It’s also being used in sustainability by an organisation called Rainforest Connection to protect against illegal logging by using TinyML-enabled listening devices capable of distinguishing the sounds of chainsaws or logging equipment.

Manufacturing companies are also using TinyML to carry out real-time predictive maintenance, using embedded devices to detect anomalies before machines fail, saving millions of dollars in maintenance costs.

Using TinyML sound analysis for example, embedded devices can identify if a machine is about to break down. This has been useful at remote mining fields for monitoring industrial pumps, as it detects anomalous noises and flags issues before they become serious. To put the value of predictive maintenance in context, SAP estimates globally that a two per cent saving in maintenance costs across the top 40 miners would yield a AUD $18 billion (USD $13.4 billion) saving to the mining sector.

These examples only scratch the surface of what TinyML can do. Other use cases include retail inventory management, irrigation system monitoring, and tracking the trajectory of cricket balls to improve a bowler’s action.

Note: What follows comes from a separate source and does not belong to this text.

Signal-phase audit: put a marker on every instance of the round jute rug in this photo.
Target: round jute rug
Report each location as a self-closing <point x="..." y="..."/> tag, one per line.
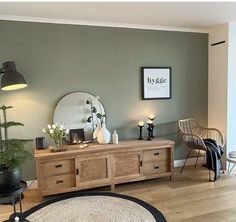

What does the future hold?

With thousands of potential applications and billions of places to run the algorithms, TinyML has incredible potential. However, this doesn’t mean that it will surpass or overtake cloud-based or centralised processing of AI and machine learning.

The inference or ‘production’ aspect of ML can be run on these devices, but training these algorithms still requires more compute and storage than you will find on microcontrollers. Some industry watchers predict we will see ‘training on the edge’ in five or so years, but there will continue to be a place for larger ML algorithms running within the four walls of the data centre.

TinyML should be thought of less as a replacement and more as a supplementary technology, supporting a distributed intelligent enterprise. It also supports movements towards federated machine learning, where intelligence is carried out at the edge and pushed into a central model for further processing.

Organisations should pay close attention to how this technology evolves and start investigating use cases now to get ahead of the curve. ABI Research forecasts the TinyML market to grow from 15.2 million shipments in 2020 to 2.5 billion in 2030, noting its potential to bolster IoT and even save lives.

While the technology is in its early stages, firms should leverage existing research and the vibrant ecosystem of use cases that already exist to start developing strategies for development, or consult their technology partners to investigate how it fits with their existing ecosystem. There are a range of vendors that already sell affordable TinyML-enabled devices and software stacks, making it easy to integrate into research and development activities.

It’s essential that TinyML remains an open-source platform, as this collaboration has underpinned much of the adoption we’ve experienced. At SAP, we’ve consistently made our TinyML work available to the open source community, as we believe this is the best way to increase accessibility and innovation.

Developer collaboration and ongoing innovation suggest TinyML will have a transformative impact, not only on how organisations invest in intelligent technology, but in the daily lives of everyone who engages with it.